Большую часть времени она просиживала в кресле-качалке и через открытую дверь смотрела на горы. Скоро не станет кур, а с ними кончатся и яйца. Торговцы в Ландердорпе ничего ей не продадут и ничего у нее не купят. Мясо уцелевшего скота будет плохим, а сорняки заглушили посаженные ею овощи. Большинство черных слуг разбежалось, остался только Джонни.
День за днем Хетта сидела в доме и неотрывно смотрела на горы, никогда не зная, вернутся ли ландердорпские
Отряд прибыл как-то днем в конце октября, когда стояла сильная жара. Мужчины сразу же направились к насосу и долго и жадно пили, потом смыли пыль со своих тел. Они свернули головы нескольким курам, принесли их на кухню и бросили на стол, чтобы она приготовила им тушеное мясо.
Она начала ощипывать их, сидя на табуретке у двери и поставив между ног таз, куда бросала перья.

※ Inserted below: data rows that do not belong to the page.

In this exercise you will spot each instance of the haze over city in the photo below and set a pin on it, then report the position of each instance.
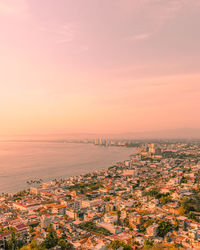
(99, 66)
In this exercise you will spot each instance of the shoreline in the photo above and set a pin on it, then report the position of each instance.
(83, 172)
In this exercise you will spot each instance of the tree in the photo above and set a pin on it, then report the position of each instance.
(62, 243)
(51, 240)
(164, 228)
(117, 244)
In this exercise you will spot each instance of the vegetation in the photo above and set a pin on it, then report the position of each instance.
(117, 244)
(90, 226)
(164, 228)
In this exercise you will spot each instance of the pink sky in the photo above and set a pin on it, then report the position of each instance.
(103, 66)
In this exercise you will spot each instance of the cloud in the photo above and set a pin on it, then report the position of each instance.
(141, 36)
(14, 8)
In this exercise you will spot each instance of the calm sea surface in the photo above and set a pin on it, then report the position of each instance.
(23, 161)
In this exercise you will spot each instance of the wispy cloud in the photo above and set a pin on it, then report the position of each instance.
(14, 8)
(141, 36)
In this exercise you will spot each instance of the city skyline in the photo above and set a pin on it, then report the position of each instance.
(98, 66)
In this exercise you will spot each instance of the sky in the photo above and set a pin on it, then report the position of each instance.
(98, 66)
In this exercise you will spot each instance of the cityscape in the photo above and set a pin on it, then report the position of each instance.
(149, 201)
(99, 124)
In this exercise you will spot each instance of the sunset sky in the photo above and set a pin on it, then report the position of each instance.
(99, 66)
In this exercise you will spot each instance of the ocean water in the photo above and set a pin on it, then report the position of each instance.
(23, 161)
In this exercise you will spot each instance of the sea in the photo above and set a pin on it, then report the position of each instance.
(24, 161)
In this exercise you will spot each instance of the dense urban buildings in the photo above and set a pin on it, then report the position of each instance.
(150, 201)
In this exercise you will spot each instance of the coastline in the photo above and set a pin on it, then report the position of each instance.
(76, 169)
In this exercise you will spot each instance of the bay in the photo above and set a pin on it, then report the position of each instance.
(23, 161)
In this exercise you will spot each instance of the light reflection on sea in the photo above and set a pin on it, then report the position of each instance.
(23, 161)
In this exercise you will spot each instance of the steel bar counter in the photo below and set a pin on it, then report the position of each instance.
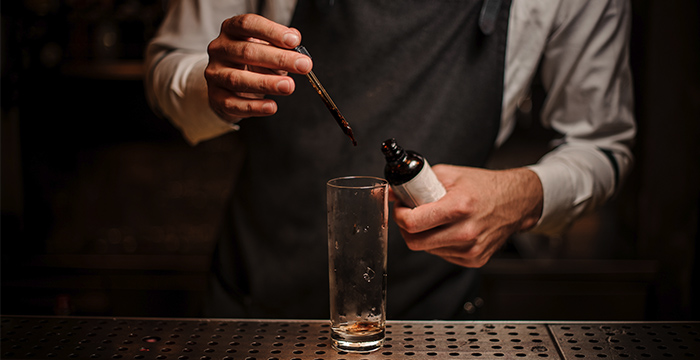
(30, 337)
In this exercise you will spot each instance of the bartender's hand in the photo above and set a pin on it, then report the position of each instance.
(481, 209)
(248, 60)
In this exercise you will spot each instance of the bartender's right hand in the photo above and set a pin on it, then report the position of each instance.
(248, 60)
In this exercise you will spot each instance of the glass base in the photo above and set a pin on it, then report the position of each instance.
(357, 343)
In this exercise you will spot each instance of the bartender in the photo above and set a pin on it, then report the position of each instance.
(442, 77)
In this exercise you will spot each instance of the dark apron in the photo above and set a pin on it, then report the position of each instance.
(419, 71)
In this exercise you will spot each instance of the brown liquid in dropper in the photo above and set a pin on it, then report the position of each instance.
(327, 99)
(338, 117)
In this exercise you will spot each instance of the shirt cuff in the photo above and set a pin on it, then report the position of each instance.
(187, 106)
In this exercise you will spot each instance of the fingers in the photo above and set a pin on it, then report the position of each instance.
(253, 40)
(255, 26)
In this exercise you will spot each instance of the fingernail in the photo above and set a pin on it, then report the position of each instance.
(284, 86)
(303, 64)
(291, 39)
(268, 108)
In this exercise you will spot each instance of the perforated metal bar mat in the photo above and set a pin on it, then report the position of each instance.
(133, 338)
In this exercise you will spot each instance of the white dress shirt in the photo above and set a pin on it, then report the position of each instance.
(581, 46)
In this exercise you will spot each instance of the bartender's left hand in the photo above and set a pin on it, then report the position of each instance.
(481, 209)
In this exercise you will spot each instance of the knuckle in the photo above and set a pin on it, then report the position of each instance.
(243, 21)
(247, 50)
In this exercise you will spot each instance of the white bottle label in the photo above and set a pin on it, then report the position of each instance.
(422, 189)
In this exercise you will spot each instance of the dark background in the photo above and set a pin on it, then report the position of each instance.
(106, 211)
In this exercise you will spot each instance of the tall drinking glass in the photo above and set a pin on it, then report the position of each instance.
(357, 252)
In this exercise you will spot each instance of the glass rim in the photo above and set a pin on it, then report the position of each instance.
(377, 182)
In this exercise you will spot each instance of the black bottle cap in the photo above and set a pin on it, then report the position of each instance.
(391, 149)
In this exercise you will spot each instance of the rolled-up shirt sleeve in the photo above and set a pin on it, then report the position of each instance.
(585, 71)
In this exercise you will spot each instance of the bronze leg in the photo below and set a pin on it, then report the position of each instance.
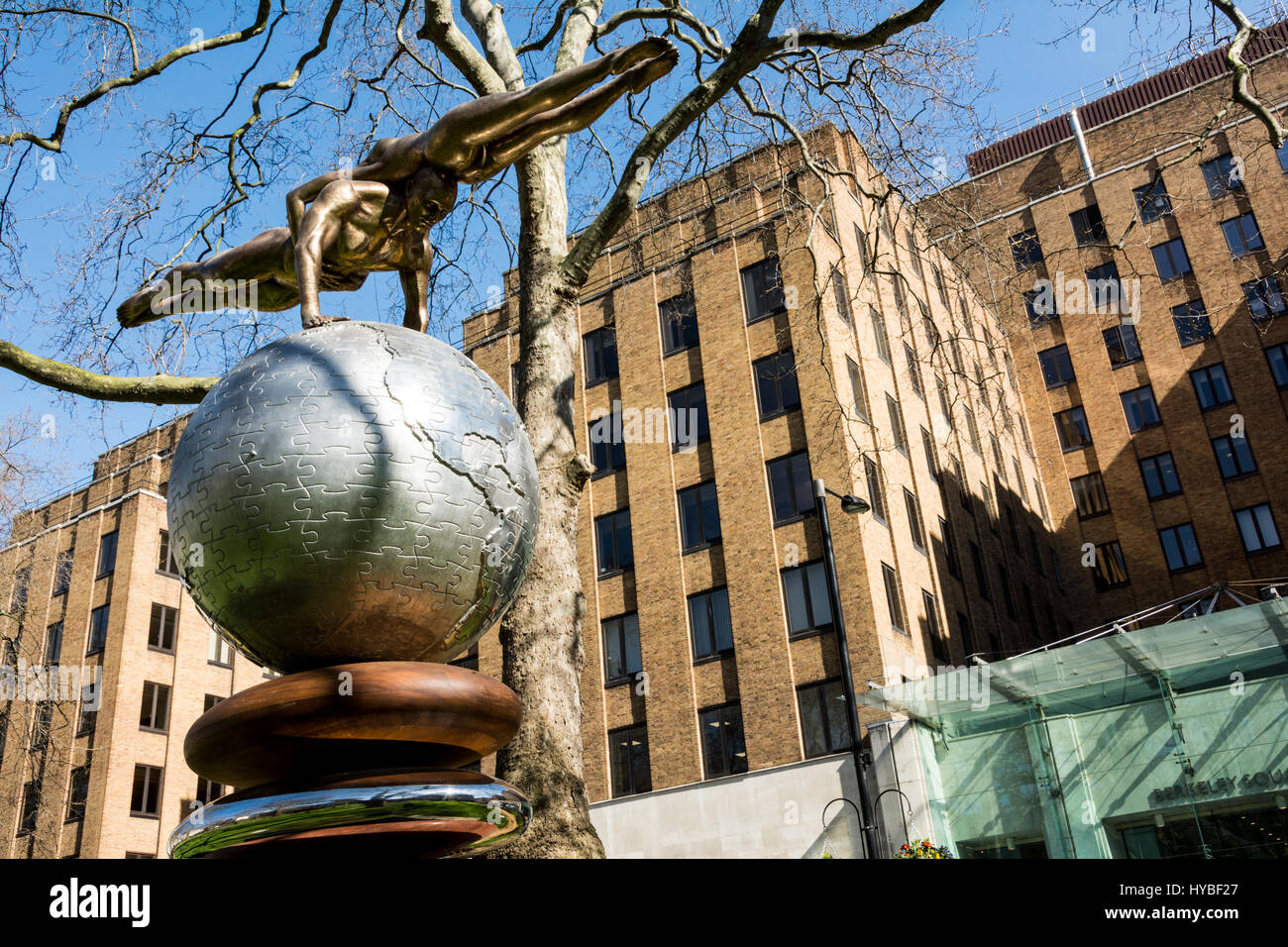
(572, 116)
(258, 261)
(493, 116)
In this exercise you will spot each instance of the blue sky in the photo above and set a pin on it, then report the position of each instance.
(1022, 67)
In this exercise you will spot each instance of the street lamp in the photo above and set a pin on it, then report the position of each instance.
(849, 504)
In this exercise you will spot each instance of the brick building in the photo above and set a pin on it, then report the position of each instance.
(787, 335)
(93, 767)
(1159, 432)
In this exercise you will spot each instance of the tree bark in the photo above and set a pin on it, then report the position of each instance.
(541, 633)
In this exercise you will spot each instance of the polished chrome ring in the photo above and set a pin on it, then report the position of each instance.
(492, 810)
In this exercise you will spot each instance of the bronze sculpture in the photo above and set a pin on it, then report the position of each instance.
(376, 218)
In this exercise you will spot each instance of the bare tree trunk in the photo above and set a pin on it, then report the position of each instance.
(541, 633)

Пальцы проворно делали привычную работу, а мужчины ходили мимо нее, перенося из седельных сумок груды одежды – военную форму цвета хаки. Они открыто появятся в ней в английских лагерях. Враг и не узнает, что это не его братья по оружию, пока не будет слишком поздно. Они казались возбужденными, и их голоса доносились до нее.

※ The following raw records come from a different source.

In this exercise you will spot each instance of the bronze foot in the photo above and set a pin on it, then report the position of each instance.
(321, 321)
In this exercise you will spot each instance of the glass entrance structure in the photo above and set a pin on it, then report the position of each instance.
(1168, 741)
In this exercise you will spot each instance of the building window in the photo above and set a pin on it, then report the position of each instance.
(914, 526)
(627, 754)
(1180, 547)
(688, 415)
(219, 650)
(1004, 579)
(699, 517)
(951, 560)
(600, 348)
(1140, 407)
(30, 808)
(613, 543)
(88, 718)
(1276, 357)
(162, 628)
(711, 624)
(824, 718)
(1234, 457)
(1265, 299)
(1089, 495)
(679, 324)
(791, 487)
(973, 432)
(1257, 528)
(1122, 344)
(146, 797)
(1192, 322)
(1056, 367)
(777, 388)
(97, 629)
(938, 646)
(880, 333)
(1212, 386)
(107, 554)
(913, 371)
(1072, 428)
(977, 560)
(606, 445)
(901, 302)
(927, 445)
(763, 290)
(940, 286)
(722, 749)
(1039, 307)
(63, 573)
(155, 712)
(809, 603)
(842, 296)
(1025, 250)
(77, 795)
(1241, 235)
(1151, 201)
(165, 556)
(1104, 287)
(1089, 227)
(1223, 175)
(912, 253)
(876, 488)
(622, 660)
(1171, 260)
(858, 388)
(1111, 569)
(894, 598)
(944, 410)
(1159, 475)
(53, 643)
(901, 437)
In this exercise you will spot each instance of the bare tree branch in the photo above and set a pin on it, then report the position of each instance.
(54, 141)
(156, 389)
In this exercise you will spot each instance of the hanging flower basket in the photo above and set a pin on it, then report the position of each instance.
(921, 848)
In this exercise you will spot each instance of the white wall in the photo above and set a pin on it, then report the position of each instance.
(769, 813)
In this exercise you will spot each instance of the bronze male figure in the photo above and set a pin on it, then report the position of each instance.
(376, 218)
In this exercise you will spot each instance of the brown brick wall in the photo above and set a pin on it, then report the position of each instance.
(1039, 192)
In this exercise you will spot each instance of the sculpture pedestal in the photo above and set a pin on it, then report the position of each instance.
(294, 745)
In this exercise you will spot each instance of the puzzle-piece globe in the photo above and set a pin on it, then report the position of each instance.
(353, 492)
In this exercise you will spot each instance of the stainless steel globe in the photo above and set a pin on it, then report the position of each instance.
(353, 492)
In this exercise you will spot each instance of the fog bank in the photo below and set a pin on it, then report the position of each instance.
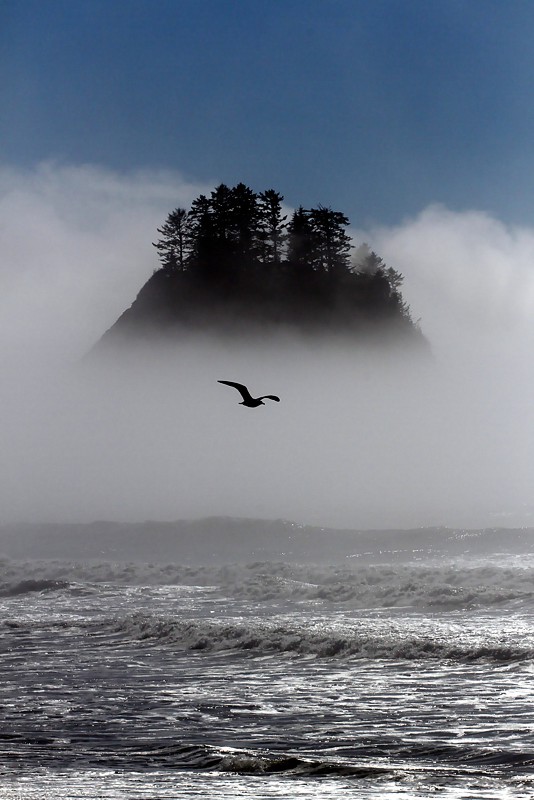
(359, 439)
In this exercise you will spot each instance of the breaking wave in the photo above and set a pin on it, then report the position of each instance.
(261, 637)
(437, 587)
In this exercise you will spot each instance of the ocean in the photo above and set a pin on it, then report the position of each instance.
(386, 671)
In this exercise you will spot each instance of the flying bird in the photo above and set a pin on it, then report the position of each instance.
(248, 400)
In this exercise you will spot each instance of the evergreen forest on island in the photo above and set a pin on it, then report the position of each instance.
(234, 261)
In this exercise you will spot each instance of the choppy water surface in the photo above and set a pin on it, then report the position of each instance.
(266, 680)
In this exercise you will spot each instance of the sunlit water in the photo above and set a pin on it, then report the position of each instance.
(266, 681)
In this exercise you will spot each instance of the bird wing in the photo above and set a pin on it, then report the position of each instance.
(245, 394)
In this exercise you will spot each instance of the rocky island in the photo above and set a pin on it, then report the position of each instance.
(234, 264)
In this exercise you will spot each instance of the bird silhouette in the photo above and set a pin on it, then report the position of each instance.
(248, 400)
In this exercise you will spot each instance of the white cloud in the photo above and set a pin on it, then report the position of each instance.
(465, 272)
(75, 247)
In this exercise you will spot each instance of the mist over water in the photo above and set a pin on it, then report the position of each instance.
(360, 439)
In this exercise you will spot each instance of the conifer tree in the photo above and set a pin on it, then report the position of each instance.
(331, 244)
(272, 226)
(175, 243)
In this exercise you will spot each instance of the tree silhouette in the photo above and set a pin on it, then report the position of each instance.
(272, 226)
(235, 250)
(175, 243)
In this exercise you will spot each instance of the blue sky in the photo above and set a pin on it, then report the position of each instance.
(376, 107)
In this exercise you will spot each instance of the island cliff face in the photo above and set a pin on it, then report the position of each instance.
(234, 265)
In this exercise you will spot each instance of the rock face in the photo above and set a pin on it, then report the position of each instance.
(234, 265)
(171, 304)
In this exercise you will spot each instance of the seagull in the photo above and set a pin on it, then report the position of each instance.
(248, 400)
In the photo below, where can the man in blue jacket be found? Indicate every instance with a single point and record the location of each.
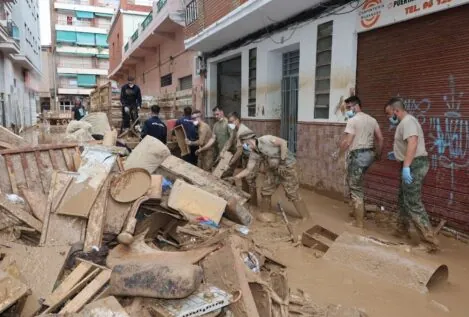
(154, 126)
(191, 134)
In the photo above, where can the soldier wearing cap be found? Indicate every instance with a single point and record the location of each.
(280, 168)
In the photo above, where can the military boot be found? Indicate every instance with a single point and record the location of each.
(301, 209)
(359, 213)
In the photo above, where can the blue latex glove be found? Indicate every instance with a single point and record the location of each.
(406, 177)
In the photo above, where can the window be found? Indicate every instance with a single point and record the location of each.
(185, 83)
(167, 80)
(191, 12)
(323, 71)
(252, 82)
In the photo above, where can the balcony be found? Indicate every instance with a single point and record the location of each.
(249, 17)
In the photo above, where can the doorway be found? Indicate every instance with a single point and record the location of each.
(229, 85)
(290, 79)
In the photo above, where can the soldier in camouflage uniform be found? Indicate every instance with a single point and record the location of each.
(359, 138)
(409, 149)
(280, 166)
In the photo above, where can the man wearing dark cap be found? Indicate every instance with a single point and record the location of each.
(131, 100)
(280, 166)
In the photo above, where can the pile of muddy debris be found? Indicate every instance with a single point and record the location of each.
(91, 230)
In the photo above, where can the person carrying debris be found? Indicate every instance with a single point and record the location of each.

– Какие хорошие теплые вещи. Неудивительно, что англичане валятся от жары.
– Да, хорошо бы и нам заиметь такие же для зимы.
– Широченные-то!
– Чтобы налезали на их жирные животы. Они столько ходят, а все равно толстые.

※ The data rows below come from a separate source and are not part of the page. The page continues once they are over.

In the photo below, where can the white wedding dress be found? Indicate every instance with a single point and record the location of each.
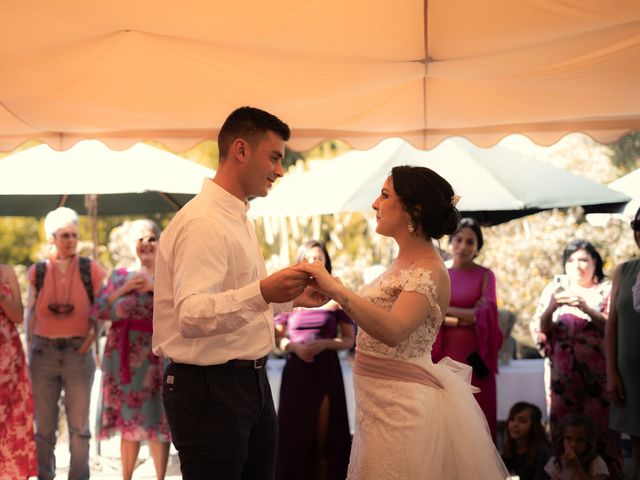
(407, 430)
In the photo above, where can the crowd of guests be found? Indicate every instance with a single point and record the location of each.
(585, 324)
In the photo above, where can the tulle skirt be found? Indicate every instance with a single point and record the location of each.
(408, 429)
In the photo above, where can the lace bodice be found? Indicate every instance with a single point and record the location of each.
(383, 292)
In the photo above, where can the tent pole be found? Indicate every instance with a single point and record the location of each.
(91, 204)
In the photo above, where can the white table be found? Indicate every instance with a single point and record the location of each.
(520, 381)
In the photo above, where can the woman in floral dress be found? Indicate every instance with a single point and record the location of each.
(572, 320)
(17, 443)
(131, 374)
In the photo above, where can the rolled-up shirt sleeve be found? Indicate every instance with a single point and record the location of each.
(209, 300)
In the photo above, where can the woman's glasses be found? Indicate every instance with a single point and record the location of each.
(60, 308)
(67, 235)
(149, 239)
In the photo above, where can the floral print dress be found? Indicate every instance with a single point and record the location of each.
(131, 402)
(17, 443)
(578, 374)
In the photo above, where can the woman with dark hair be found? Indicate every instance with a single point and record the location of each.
(414, 418)
(313, 427)
(572, 313)
(471, 332)
(623, 354)
(526, 448)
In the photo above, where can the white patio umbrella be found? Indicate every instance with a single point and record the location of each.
(630, 185)
(496, 184)
(137, 181)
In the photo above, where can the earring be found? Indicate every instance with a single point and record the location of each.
(411, 227)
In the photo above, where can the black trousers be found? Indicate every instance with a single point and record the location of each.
(222, 420)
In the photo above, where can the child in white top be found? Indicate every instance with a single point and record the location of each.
(575, 453)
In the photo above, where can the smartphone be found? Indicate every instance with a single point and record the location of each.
(561, 282)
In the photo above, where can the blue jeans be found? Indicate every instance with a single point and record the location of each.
(54, 365)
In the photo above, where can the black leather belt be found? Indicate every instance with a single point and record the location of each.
(255, 364)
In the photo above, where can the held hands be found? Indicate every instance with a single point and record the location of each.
(310, 298)
(320, 279)
(284, 285)
(137, 281)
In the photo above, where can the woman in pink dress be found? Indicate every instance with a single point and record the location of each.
(471, 332)
(17, 443)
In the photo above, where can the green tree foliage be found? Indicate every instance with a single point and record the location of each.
(625, 153)
(19, 239)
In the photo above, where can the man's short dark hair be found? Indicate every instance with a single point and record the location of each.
(249, 124)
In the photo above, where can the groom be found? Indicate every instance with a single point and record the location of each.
(214, 306)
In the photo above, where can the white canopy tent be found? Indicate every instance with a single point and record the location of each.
(121, 71)
(630, 185)
(496, 184)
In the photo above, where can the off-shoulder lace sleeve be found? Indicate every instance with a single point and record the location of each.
(419, 280)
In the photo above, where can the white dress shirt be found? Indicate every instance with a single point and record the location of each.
(208, 307)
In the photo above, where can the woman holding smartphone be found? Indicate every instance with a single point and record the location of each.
(571, 314)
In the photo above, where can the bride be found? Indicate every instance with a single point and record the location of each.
(414, 419)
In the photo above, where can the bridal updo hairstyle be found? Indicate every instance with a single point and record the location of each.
(428, 199)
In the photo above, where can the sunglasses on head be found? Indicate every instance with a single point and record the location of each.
(60, 308)
(149, 239)
(67, 235)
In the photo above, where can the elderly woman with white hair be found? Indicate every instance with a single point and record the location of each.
(59, 297)
(131, 374)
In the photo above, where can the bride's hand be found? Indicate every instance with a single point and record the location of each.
(321, 280)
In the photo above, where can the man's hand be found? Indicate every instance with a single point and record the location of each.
(283, 285)
(310, 298)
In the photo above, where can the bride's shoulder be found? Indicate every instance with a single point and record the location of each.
(434, 268)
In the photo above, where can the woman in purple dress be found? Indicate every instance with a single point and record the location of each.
(471, 332)
(313, 427)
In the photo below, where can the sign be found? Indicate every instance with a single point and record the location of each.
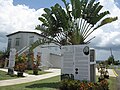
(76, 61)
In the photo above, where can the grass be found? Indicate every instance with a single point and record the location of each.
(39, 72)
(46, 84)
(112, 82)
(5, 76)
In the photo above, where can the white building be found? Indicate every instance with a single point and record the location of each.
(50, 53)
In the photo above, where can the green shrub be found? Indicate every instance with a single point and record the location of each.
(69, 84)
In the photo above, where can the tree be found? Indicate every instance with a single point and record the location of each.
(73, 25)
(110, 60)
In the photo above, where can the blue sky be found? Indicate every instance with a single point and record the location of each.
(36, 4)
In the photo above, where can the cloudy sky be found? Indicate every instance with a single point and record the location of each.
(23, 15)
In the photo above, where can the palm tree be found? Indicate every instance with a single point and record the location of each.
(73, 25)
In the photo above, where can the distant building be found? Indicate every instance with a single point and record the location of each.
(50, 52)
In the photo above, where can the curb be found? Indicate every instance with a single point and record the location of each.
(115, 73)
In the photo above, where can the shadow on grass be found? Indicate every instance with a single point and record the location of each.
(47, 85)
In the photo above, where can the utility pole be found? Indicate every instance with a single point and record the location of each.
(112, 56)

Потом раздался смех. В кухню ввалился Ян Кронье, на нем были бриджи и мундир на три размера больше.
– Есть, сэр! – передразнил он.
Ему было всего пятнадцать, он выглядел совсем ребенком, каска почти полностью накрывала его голову, касаясь плеч.
– Прошлой ночью Господь улыбнулся нам, а? – радостно сказал Пит, наблюдая за мальчуганом. – Они попали прямо нам в руки.
Смех медленно замер и сменился неловким молчанием. Наконец высокий Коби ван Хеерден сказал:
– Мы не должны были убивать их. Нам не следовало этого делать. Они не могли защищаться – их винтовки были у нас.
– Да, – негромко поддержали его несколько человек.
Через секунду Пит уже бил кулаком по столу и кричал дрожащим от ненависти голосом:
– Вы все что, бабы?
– Мы мужчины, – спокойно сказал Коби, – но мы не звери. Убивать безоружных пленников бесчеловечно, в этом не было нужды.
Мягкое возражение вызвало поток несдержанных слов, эхом отдававшихся под потолком кухни. Хотя Хетта и не видела его, она слишком хорошо знала, как он выглядит: глаза пылают гневом, изо рта брызжет слюна, он размахивает руками. Его слова пронизывали ее насквозь:
– А разве есть необходимость сжигать дома, построенные честным трудом? Разве есть необходимость резать овец или брать в плен женщин и детей, чтобы они умирали от голода и болезней? Разве человечно подавлять целый народ ради собственного величия?
После львиного рыка – мягкое щебетание. Впервые заговорил мужчина лет тридцати хрупкого телосложения. В руках у него была английская военная форма, но он не надел ее.
– У нас могли бы остаться наши фермы, наши женщины и дети. Мог бы наступить мир. – Он встряхнул форму цвета хаки. – Это разрушает нас. Мы никогда не победим, они не позволят себе проиграть. Продолжать– значит идти против воли Всевышнего. Он сказал нам, что мы должны ждать. Еще не время нам управлять страной. Он ясно дал это понять Правда и честь нашего дела сошли на нет. Мы делаем вещи, которые не должны бы делать. Как Можем мы осуждать безбожных англичан, когда сами поступаем бесчеловечно? Мы должны стоять перед Господом на коленях и не осквернять Его имя своими поступками.